孟郊诗
Poems of Meng Jiao
Index
游子吟
The Wanderer
(迎母漂上作)
(Greeting my mother as I drift about.)
慈母手中线 游子身上衣 临行密密缝 意恐迟迟归 谁言寸草心 报得三春晖 |
My loving mother, with needle and thread, You sewed the clothes on this wanderer's back. Just before I left, you made this meticulous seam, Your thought already troubled by my far-off return. Who says I have a callow heart? I proclaim the fullness of your maternal love. |
-- 孟郊
废话
This is that famous "love my mom" poem which was caught up in that Ming dynasty net called, "Three Hundred Poems of the Tang." Going by the Tang scrolls, it's the first filial-piety poem of Meng Jiao's that you come to. Nothing here to offend anyone's Neo-Confucian sensibilities. And, truly, this is simply a poem of straight-up love for his mom. It's the Tang dynasty's "My Old Kentucky Home."

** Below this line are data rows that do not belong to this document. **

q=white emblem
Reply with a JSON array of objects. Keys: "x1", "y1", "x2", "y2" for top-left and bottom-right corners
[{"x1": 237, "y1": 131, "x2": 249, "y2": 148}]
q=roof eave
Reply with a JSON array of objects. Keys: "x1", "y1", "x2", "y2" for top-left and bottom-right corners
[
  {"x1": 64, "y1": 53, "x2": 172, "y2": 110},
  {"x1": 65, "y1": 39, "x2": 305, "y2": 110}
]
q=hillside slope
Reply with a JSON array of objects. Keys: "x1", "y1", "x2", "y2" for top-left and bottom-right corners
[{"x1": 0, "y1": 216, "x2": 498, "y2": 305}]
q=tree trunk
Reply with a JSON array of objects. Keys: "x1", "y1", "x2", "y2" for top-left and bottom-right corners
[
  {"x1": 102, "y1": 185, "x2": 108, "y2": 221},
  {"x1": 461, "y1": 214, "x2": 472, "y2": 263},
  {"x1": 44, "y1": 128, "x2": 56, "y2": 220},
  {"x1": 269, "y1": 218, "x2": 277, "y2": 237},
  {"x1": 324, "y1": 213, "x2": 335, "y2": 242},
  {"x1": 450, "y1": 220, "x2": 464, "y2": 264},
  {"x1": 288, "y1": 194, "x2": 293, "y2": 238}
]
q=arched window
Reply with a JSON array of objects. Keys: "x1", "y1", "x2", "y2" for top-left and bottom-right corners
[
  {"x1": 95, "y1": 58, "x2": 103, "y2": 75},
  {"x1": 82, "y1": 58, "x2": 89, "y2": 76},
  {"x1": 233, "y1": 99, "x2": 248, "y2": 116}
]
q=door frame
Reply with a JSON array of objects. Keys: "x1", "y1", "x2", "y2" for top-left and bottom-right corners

The last two lines are interesting. Take 寸草心. The first two (寸草) are "inch of grass" which gets used the way "blade of grass" does in English. The first character 寸 is "inch" and can be used for "short (as an inch)" and the second is 草 which is "grass" but also "rough" as in rough draft. So we get "short rough" or "callow." In the last line, 报得 is "can announce." And 三春晖 is two things at once: 三春 is "all of, or the fullness of, spring" and 春晖 is an idiom for "maternal love" while being "spring splendor" on the surface.